Il concetto di docuverso (universo dei documenti) si fonda su due elementi:

da una parte la convinzione che nessun documento esistente è del tutto isolato, privo di legami con uno o più altri documenti esistenti. I legami possono essere di vari tipi: versione (un documento è versione più recente o più remota di un altro documento), citazione (un documento cita un passo di un altro documento), allusione (un documento allude ad un altro documento);

dall’altra l’attenzione al documento più che al testo. Un documento è un testo storicizzato, fisicizzato, individualizzato, portatore di una forza espressiva o di azione che gli derivano proprio dall’essere storicizzato e fisicizzato. Il testo è una sorta di categoria astratta che non può esistere se non incarnata in forma di documento.

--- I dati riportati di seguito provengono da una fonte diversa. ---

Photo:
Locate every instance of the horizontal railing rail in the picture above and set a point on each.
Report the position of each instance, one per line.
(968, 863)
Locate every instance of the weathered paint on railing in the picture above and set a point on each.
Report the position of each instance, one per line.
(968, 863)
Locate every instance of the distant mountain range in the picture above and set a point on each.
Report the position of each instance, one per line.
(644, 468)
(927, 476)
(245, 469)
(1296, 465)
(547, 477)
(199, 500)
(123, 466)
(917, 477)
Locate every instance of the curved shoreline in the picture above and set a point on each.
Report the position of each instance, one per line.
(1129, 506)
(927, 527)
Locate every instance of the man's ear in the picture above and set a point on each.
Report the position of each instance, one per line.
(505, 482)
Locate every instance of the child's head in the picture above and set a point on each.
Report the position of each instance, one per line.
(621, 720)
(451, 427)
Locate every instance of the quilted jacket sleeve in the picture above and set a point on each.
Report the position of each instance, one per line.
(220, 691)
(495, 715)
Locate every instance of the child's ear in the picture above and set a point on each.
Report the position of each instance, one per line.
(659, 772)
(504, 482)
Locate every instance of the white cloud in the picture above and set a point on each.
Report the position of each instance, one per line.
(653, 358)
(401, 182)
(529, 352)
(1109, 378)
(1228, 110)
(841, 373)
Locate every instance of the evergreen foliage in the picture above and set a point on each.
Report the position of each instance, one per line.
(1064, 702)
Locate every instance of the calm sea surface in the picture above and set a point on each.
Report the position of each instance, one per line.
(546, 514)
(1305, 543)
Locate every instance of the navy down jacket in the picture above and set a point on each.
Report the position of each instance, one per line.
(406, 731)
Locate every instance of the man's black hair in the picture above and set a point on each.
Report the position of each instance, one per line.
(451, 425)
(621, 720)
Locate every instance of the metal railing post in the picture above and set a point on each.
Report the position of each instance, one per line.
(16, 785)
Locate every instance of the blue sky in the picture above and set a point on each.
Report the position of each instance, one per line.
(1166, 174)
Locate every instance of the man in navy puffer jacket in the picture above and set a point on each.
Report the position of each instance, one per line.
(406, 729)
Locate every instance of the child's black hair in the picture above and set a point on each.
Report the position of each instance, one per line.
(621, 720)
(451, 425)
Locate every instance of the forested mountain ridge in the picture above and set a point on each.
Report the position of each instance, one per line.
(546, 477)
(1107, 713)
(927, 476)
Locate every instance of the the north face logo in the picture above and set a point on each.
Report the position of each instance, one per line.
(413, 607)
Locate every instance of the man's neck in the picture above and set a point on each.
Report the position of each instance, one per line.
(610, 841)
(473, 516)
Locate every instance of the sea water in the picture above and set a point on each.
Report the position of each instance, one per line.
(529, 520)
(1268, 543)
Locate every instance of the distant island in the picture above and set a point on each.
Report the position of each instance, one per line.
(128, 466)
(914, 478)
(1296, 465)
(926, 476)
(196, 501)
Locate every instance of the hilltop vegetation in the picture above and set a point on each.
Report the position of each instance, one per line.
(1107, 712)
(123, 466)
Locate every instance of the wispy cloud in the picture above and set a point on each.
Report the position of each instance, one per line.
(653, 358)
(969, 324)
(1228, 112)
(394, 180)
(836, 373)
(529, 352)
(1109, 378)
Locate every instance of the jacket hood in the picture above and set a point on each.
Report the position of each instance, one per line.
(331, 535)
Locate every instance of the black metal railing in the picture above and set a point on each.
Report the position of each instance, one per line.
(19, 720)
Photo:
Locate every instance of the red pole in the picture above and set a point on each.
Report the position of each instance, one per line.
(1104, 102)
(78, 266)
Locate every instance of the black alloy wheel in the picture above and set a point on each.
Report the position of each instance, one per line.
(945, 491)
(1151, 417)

L’attenzione al testo in quanto documento si specifica in Nelson anche come attenzione al testo letterario, al testo frutto di attenzione e cura espressiva, non solo puramente funzionale o pragmatico, e in effetti il tema del documento connesso con altri all’interno del docuverso viene espressamente ricondotto al concetto di letteratura (basti pensare alla frase citata qui sopra: “vorrei sostenere la posizione che l’ipertesto sia fondamentalmente cosa consueta e parte della nostra tradizione letteraria”).

3. Xanadu in dettaglio

Project Xanadu, the original hypertext project, is often misunderstood as an attempt to create the World Wide Web.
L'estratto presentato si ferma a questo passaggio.